Suski, a Bentley grad with a finance degree, is capitalizing on the massive popularity of e-sports: More people watched the League of Legends world championships last year than the World Series; pro gaming is now a medaled event at the X Games; and one of the world’s largest porn sites, YouPorn, even sponsors its own “Team YP.” The University of Pikeville, in Kentucky, and Robert Morris University Illinois, in Chicago, are even offering e-sports scholarships. And in August, Amazon bought the video-game-streaming site Twitch TV for $1.1 billion.

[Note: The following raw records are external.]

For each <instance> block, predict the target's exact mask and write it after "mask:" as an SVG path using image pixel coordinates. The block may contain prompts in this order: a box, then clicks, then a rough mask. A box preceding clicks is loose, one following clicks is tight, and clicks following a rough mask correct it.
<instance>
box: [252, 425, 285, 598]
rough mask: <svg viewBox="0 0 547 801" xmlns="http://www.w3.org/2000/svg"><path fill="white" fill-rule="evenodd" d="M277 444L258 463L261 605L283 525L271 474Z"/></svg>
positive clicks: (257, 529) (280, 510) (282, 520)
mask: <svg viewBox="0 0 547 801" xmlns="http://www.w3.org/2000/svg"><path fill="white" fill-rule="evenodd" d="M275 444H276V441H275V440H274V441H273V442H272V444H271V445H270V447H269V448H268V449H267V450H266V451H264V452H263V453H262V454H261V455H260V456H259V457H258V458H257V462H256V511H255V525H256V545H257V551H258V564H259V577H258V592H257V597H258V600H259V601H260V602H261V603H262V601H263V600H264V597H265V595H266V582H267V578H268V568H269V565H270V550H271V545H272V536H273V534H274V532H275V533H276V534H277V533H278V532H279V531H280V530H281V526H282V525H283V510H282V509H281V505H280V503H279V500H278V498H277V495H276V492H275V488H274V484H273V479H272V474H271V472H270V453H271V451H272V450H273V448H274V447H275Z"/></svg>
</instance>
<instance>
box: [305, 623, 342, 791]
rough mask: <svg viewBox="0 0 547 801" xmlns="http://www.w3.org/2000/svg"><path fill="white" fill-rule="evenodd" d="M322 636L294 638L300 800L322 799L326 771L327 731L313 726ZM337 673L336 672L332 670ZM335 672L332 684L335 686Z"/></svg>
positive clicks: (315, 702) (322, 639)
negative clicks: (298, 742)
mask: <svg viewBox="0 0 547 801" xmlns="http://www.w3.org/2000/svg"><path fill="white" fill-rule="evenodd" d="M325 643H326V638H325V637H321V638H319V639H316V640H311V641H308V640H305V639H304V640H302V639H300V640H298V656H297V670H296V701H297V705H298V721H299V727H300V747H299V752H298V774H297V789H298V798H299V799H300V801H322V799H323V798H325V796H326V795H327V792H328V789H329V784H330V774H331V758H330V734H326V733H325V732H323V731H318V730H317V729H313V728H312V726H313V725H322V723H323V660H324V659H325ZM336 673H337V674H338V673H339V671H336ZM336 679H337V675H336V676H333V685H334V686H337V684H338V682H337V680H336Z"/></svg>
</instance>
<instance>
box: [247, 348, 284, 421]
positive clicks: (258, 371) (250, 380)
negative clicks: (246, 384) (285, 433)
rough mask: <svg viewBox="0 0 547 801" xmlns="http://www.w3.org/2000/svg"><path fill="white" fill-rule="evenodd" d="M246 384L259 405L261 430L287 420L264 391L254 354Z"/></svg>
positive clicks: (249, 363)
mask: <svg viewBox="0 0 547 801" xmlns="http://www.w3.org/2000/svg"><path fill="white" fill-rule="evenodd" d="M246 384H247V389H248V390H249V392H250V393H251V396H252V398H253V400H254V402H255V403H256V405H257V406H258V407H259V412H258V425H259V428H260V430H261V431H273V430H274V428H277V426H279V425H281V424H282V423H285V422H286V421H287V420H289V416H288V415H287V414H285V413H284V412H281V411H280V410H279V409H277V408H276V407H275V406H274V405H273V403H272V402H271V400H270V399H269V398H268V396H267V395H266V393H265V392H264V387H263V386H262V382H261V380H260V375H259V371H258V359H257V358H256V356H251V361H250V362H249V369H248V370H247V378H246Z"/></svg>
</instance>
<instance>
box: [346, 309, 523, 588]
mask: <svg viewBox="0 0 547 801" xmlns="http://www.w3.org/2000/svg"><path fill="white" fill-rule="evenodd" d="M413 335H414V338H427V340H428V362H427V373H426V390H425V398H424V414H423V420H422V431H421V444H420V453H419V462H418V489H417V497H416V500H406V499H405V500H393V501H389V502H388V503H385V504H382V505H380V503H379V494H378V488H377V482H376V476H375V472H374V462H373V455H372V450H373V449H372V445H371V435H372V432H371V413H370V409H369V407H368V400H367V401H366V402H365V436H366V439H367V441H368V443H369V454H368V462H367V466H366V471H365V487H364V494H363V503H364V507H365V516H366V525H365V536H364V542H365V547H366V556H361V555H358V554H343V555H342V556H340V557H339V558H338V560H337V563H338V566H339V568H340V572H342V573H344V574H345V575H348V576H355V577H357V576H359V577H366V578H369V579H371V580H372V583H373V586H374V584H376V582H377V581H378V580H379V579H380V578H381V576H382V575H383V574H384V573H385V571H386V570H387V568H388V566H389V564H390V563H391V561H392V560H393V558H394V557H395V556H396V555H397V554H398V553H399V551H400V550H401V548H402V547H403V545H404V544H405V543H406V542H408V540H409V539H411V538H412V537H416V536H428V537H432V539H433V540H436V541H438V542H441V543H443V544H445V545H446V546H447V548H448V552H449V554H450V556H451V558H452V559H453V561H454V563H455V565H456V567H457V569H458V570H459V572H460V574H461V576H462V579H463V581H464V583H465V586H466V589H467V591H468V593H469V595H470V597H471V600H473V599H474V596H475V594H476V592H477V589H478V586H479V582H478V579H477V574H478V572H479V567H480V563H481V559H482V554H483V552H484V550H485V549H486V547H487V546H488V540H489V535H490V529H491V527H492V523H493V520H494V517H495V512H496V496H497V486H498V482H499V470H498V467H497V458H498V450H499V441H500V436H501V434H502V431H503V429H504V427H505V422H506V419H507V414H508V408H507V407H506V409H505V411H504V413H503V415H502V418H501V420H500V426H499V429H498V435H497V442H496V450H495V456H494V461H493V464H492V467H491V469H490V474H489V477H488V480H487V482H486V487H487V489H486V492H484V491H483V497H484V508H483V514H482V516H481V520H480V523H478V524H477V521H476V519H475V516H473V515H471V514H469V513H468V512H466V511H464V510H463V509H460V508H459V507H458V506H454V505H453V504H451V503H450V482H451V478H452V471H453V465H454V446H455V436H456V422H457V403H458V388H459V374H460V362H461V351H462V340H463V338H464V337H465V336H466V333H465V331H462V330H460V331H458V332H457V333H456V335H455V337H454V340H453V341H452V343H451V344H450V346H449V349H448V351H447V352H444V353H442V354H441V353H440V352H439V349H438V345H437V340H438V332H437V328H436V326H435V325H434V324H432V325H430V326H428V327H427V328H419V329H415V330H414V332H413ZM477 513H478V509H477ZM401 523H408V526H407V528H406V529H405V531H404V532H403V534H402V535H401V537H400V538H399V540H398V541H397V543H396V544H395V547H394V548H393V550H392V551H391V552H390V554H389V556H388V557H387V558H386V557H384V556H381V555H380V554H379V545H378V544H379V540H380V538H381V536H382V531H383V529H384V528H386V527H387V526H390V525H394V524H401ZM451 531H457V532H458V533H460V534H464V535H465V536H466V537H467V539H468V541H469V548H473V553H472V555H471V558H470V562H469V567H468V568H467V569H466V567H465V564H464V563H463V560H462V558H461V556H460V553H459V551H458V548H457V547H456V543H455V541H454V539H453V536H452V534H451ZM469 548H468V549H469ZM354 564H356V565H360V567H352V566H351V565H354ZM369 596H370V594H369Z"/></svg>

Although an official video-game league—for the League of Legends—does offer a college championship series, Suski says it doesn’t have the same flexibility that his AVGL does: “They structure it just like the NFL would be, to the point where they literally fine teams for breaking certain rules and things like that. They’re really strict.”

As for Suski’s custom-built Newton venue, it features two soundproofed, five-computer booths; a viewing lounge; and an Internet broadcast facility equipped with microphones, game monitors, and feeds from wall-mounted cameras to capture and stream the gamers in action.

Suski’s goal is to make the AVGL the NCAA for college-level e-sports (thus far, seven Boston-area colleges have signed up), and to make his center a major hub. For five days in January, the center hosted the Evil Geniuses team as they prepared for the Dota 2 Asia Championship, where they won first place and $1.2 million.

Back at the Harvard–BU tourney, the former loses when BU player “demonraiser112” uses his crossbow-wielding assassin to overpower his opponent in a well-timed assault. Although they lost, Harvard’s team captain, sophomore Young-Jun Kim, said he was “definitely proud of the team…and I’m pumped to keep going.”